The Global Trade Research Initiative (GTRI) recently proposed a significant shift in how goods from Special Economic Zones (SEZs) enter the Indian market. Specifically, the think tank suggested on Tuesday that the government should allow the sale of SEZ-manufactured products in the domestic market on the payment of duty foregone on inputs. Currently, units within these zones must pay duties based on the finished output when selling to the Domestic Tariff Area (DTA). Consequently, this new proposal aims to promote higher value addition and create parity with other existing manufacturing schemes.+1
Creating Parity Between SEZs and the MOOWR Scheme
The GTRI highlighted that the government already grants similar concessions to firms under the ‘Manufacturing and Other Operations in Warehouse Regulations’ (MOOWR) scheme. Under MOOWR, companies can make DTA sales by paying duties only on the inputs used. Ajay Srivastava, Co-Founder of GTRI, noted that extending this to SEZs would ensure fairness. Because tariffs on finished products often exceed those on raw materials, this change would incentivise units to process goods further within the zone. Therefore, such a move could significantly enhance technological advancement and skill development across the manufacturing sector.

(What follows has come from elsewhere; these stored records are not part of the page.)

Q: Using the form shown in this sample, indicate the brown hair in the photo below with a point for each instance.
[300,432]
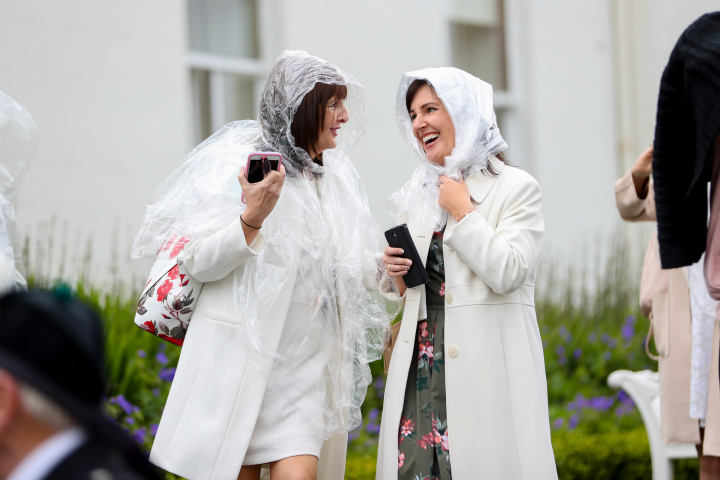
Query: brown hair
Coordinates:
[310,116]
[410,95]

Protecting the Export-Oriented Mandate of SEZs
While promoting domestic sales is vital, the GTRI cautioned against allowing duty-free access to the DTA. Currently, SEZs operate as foreign territories for trade purposes, allowing duty-free imports of components with the condition that finished goods are exported. If these units sold products domestically without any import duties, it would distort their primary export focus. Furthermore, it could turn these zones into “back doors” for duty-free imports. Consequently, maintaining a clear duty framework is essential to preserve the government’s revenue and the integrity of export-focused zones.
Preventing Unfair Competition for Domestic Industry
Unrestricted access for SEZ goods could adversely affect the existing domestic industry. Because SEZ units enjoy various exemptions, selling their goods at lower prices in the DTA could lead to unfair competition. Srivastava warned that this influx might cause potential job losses in traditional manufacturing sectors. Therefore, the proposal to pay duty on an input basis provides a balanced middle ground. It encourages SEZ domestic sales through value addition while ensuring that domestic manufacturers remain protected from price distortions. Overall, this strategic adjustment could strengthen India’s position as a global manufacturing hub.